Folks at the Department of Housing and Urban Development alerted me earlier today to an announcement by HUD Secretary Shaun Donovan that the Fannie and Freddie refi plan, you know the one that lets you refi even if you have negative 5 percent equity in your home, would now be expanded to negative 25 percent equity. That's right, your loan can be a full 25 percent more than the current value of your home, and Fannie and Freddie will gladly buy and/or back your new refi.
"The President's Making Home Affordable plan is already helping far more families than any previous foreclosure initiative, and with today's announcement we will extend its reach still further," said Donovan at a news conference in Las Vegas with Senate Majority Leader Harry Reid, D-NV.

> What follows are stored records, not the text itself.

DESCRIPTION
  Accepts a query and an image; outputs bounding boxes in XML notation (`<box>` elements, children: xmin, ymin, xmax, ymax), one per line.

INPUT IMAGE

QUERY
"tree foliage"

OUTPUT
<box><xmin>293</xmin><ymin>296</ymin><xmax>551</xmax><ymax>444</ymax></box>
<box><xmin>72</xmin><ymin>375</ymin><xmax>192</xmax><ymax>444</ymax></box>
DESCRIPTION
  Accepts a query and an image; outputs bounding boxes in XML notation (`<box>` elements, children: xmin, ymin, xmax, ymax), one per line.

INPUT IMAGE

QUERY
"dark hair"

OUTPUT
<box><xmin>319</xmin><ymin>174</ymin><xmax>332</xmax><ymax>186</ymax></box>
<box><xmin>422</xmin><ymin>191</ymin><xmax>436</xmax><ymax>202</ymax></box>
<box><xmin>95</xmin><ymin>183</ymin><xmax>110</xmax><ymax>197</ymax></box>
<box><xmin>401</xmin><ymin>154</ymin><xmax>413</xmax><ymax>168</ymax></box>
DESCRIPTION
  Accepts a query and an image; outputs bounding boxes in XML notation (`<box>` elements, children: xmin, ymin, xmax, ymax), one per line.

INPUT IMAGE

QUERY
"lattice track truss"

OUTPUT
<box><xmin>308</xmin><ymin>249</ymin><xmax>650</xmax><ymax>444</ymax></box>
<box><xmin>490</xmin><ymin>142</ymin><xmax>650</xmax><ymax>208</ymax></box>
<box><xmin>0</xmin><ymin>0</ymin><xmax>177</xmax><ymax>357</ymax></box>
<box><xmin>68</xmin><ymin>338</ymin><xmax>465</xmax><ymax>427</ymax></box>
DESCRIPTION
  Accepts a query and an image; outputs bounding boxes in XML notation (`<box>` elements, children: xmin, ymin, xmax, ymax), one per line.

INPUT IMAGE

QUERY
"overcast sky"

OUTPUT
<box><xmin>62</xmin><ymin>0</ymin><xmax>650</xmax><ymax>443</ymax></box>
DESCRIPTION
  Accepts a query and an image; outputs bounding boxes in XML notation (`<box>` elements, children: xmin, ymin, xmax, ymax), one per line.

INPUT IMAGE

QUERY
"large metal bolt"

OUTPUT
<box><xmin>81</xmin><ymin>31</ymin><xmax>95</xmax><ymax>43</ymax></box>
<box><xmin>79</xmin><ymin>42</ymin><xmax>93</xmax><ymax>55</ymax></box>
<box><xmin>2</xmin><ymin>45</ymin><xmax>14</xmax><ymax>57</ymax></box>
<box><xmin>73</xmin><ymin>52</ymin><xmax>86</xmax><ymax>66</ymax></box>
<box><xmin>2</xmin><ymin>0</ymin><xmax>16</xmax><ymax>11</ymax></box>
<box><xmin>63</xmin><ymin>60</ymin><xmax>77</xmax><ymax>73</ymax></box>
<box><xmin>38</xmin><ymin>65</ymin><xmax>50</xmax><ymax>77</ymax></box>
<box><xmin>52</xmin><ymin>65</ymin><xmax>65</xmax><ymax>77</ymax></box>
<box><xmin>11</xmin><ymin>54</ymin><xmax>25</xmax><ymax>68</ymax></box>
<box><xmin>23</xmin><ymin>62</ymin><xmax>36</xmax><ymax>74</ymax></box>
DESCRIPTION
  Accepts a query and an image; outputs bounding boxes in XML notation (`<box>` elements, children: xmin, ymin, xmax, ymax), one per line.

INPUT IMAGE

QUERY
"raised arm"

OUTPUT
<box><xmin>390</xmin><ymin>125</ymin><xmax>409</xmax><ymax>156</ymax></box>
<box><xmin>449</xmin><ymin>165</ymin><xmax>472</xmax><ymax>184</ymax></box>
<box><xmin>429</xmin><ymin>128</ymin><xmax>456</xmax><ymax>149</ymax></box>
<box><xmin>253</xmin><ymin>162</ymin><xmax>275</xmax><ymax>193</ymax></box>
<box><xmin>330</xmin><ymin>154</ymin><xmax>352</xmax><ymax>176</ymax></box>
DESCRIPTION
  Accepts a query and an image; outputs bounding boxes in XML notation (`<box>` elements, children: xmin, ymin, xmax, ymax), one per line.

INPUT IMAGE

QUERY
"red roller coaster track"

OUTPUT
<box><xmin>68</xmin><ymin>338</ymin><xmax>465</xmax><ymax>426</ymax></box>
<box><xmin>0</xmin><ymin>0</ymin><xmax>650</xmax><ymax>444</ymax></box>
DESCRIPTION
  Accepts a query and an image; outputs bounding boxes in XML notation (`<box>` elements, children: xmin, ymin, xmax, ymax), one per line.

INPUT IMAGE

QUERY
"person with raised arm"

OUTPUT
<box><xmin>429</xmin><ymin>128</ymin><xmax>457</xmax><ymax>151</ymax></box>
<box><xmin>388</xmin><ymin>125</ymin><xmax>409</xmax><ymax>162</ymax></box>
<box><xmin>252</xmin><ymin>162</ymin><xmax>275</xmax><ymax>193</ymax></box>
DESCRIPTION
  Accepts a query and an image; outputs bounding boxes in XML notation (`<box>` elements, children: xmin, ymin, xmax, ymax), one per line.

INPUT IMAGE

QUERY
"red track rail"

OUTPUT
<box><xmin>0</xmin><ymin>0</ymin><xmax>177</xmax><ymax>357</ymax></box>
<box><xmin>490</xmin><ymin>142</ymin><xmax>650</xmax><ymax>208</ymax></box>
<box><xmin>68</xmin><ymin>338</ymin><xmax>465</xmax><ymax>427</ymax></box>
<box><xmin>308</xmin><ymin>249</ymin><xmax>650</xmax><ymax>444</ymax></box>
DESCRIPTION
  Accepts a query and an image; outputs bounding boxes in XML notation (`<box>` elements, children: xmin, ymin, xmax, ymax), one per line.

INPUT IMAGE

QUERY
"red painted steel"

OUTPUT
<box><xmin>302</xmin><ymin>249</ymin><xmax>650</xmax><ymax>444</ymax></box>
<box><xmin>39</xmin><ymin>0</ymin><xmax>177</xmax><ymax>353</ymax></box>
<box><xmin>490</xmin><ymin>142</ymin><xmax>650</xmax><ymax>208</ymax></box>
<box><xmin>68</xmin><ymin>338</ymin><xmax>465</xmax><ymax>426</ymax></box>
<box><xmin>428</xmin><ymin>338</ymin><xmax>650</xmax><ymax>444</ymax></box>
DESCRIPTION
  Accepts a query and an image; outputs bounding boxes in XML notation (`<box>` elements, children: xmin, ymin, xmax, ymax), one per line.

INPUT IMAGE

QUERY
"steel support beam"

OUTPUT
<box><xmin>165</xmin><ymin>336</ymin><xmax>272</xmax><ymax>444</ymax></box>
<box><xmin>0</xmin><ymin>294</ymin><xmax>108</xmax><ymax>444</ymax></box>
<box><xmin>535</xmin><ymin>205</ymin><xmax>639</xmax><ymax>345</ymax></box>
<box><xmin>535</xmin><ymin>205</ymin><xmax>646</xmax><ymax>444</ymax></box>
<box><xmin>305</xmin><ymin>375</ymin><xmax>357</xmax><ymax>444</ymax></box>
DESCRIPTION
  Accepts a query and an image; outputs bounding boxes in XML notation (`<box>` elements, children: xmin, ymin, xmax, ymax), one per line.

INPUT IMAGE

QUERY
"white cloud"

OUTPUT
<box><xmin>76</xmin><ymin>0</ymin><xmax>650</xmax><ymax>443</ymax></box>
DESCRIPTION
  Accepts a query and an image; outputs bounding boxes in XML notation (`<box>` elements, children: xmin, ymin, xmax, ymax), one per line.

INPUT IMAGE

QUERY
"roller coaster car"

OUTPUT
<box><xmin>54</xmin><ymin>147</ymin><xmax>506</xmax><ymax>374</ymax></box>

Of course you're probably expecting old risk-averse me to get on my soap box about how the government is getting on the hook for America's misuse of its home equity, or dare I say, negligence with its home equity (and by America I mean homeowners, banks, lenders, mortgage brokers, investors, probably my kids' fish if you want to be comprehensive). But I already went there when we first learned of the plan and the 105 percent LTV eligibility.
Honestly I'm more concerned about the message this move sends. Secretary Donovan, in an interview in early May, told me that the refi plan was phenomenal (not his word, just his exuberance). He was right at the time. Refis were surging to 80 percent of all new loan applications, mortgage rates were below 5 percent, and spring was showing a few signs of life in home sales. Well mortgage rates are up again, refi applications are now at 46 percent of all applications, and new appraisal rules are making it even harder to get financing. Last week I asked the Treasury's Asst. Secretary for Financial Institutions, Michael Barr, the architect of the housing bailout, if the refi plan still worked with rates at 5.5 percent. He claimed it definitely did, and contended that there were still plenty of borrowers who would benefit. Now, granted, I wasn't asking about the LTV eligibility, but he seemed to indicate that the refi part of the bailout was still going well.
Now it's different. Now the bailout is getting bigger, even as so many are claiming that the housing market has turned around (I'm not one of those claiming that). Government officials must believe that home prices are going to go still lower if they are opening up the plan to borrowers with so little equity. Yes, it puts the taxpayers (remember, we now own, sort of, Fannie and Freddie) at more risk, but in doing so it says that the risk of NOT doing it is worse. That's what's bothering me.
The refi program is supposed to be for borrowers who are in danger of default, not in default already. By opening the plan to a wider swath, officials must be concerned that more people are getting ready to walk away from their negative equity. Barr insisted in our interview that so-called "jingle mail," or those who walk away from their homes, is a very very small problem, but someone at Freddie told me a while ago that one of the biggest problems they have in modifying borrowers in default is that they're no longer anywhere to be found. They're gone.
Today's move clearly tries to give borrowers more incentive to stick it out, even though they're paying for something they don't have and will perhaps never have. That bothers me too.